Rural consumption to drive India's GDP growth this fiscal year, economists say
MUMBAI, June 2 (Reuters) - Rural consumption is poised to remain a bright spot in the Indian economy, supporting growth in the ongoing fiscal year, economists said after fourth-quarter GDP growth beat estimates.
India's economic growth rose to a one-year high of 7.4% in the January-to-March quarter, higher than forecast, data showed on Friday. Personal consumption grew 6% during the three months after an 8.1% rise in the previous quarter.
For the fiscal year ending March, inflation-adjusted consumption growth of 7.1% outpaced broader economic expansion of 6.5%, reflecting a rural consumption recovery, Citibank said in a note on Friday.

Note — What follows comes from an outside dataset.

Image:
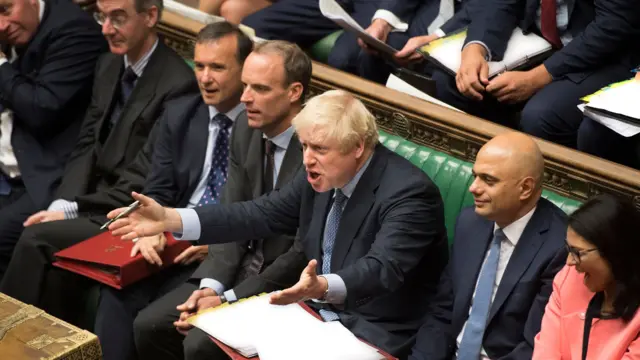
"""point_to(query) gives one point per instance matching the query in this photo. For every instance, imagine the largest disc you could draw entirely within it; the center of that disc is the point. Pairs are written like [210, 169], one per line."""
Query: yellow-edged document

"High frequency data indicates rural demand is faring better even as urban demand is patchy," said A. Prasanna, head of research at ICICI Securities Primary Dealership.
"Given rural consumption is a bigger part of overall consumption pie compared to urban consumption and was generally hurting from Covid shock in last few years, it is likely consumption growth will stay resilient."
Above-average monsoon rains this year and the resultant rise in farm incomes are likely to boost rural demand as will easing inflation, economists said.
Tractor and two-wheeler sales, the bellwether of demand in rural India, have been rising in recent quarters while sales of fast-moving consumer goods have been robust.
Rural wage growth, adjusted for inflation, is at its highest in four years, data from ICICI Securities Primary Dealership showed, with demand for jobs under a rural jobs scheme has fallen in recent months, as per a recent JP Morgan report.
Over the last two fiscal years, consumption growth in India has risen while investment growth has eased, and the trend may continue, Dhiraj Nim, an economist at ANZ, told Trading India on Monday.
"For consumption, to be honest, rural demand can be a source of hope... I think consumption growth can beat GDP growth, but not by a large gap."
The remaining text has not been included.